Among the solutions was a micromarket that serves as the off-hours foodservice outlet at one site. Opened six years ago, it was one of the first operating examples of this now fast-growing trend.
Undoubtedly, though, Jones is most known for the conversion of Wexner’s patient dining operation from its traditional cook-chill/retherm approach with set meal times to a room service-style on-demand system for up to 45 different units across a massive, sprawling system.
“We were in pilot at least three years while we were planning our renovation schedule, looking at different approaches to see what we would need from both the technology and service model perspectives.”

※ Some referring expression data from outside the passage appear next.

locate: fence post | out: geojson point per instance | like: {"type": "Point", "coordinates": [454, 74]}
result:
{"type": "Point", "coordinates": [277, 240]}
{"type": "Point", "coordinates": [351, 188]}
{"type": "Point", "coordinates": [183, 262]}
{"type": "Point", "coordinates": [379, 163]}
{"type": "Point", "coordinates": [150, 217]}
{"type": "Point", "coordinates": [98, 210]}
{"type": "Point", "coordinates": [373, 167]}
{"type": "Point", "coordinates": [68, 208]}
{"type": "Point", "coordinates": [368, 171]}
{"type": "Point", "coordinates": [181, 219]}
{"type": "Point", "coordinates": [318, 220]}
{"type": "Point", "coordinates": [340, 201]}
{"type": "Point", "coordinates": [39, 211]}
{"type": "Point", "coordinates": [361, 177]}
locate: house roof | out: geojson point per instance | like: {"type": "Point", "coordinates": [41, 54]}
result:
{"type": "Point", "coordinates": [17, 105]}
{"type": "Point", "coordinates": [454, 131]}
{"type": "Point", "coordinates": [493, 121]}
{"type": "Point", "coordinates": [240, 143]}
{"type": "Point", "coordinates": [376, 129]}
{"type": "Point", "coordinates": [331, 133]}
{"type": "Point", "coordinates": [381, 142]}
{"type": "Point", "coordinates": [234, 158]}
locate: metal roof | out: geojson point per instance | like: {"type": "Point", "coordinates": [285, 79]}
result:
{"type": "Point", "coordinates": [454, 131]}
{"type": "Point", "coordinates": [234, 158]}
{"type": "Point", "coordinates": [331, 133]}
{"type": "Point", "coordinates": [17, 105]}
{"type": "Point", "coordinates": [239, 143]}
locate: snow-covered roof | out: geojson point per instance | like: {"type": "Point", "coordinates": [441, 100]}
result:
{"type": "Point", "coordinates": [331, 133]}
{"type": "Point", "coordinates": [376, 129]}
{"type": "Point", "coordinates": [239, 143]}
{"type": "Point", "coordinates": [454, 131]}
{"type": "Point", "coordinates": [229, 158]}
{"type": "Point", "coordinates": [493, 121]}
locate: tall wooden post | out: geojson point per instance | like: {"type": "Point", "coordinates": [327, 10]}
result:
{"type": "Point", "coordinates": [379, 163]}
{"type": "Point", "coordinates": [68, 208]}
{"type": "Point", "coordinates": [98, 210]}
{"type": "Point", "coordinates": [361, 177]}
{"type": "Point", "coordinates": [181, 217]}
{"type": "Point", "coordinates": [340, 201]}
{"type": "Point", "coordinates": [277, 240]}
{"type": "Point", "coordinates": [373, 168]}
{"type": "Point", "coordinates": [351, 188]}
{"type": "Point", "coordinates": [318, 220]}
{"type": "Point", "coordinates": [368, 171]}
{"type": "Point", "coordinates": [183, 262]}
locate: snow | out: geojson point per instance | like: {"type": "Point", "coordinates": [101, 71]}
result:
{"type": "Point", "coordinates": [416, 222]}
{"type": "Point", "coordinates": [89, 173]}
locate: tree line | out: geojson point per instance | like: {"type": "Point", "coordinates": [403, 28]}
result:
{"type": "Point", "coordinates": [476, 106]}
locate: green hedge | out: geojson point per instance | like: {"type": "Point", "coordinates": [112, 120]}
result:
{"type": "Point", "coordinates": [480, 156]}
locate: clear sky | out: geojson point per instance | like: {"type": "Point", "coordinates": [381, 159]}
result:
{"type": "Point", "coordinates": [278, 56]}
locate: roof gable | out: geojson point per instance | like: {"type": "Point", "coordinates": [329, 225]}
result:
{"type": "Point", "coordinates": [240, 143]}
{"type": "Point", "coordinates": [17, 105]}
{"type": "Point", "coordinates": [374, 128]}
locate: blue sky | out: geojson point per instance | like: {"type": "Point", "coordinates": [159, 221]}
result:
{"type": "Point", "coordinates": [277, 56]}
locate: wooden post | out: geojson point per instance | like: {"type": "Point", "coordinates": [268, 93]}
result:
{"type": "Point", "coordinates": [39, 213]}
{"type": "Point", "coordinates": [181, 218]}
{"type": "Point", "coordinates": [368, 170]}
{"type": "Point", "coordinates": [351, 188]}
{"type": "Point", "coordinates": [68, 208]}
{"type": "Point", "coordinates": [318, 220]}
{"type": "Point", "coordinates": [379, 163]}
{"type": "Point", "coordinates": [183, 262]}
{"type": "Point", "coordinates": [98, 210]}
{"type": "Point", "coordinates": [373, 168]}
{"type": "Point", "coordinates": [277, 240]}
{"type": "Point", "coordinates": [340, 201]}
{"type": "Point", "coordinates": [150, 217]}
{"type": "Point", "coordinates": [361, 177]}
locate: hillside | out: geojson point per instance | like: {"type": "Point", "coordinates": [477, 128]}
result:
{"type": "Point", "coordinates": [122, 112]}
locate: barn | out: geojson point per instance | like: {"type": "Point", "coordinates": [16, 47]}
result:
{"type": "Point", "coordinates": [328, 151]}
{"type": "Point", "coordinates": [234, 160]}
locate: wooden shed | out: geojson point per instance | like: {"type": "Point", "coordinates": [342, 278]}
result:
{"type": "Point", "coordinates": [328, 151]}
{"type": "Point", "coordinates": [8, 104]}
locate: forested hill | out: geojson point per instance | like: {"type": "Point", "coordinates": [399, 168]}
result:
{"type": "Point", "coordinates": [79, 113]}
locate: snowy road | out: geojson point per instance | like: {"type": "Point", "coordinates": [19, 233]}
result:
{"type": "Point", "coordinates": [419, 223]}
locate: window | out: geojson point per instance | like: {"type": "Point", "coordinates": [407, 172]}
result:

The distributed hospitality center model that emerged from these pilots overcomes the structural and operational challenges. “We have around 1,300 beds here on the main campus and another 200 at University Hospital East, so doing room service from a central kitchen just wasn’t going to work,” Jones says.
Along the way, Jones also upped the culinary culture. Most of the food is now made from scratch, and the number of chefs has grown to 30.
Another challenge was to avoid the labor cost involved with a call center-based room service model. The high-tech solution: iPad-based bedside ordering by nutrition aides (in the newly opened tower and a couple of other locations, patients can do their own ordering from in-room tablets).
The renovation schedule extended from September 2012 to September 2014 in a 22-phase series of domino moves encompassing both patient and retail dining.
“We completely renovated our entire kitchen, built six remote hospitality centers while still actively producing meals for well over a thousand patient beds,” Jones summarizes.
Good thing she didn’t choose accounting!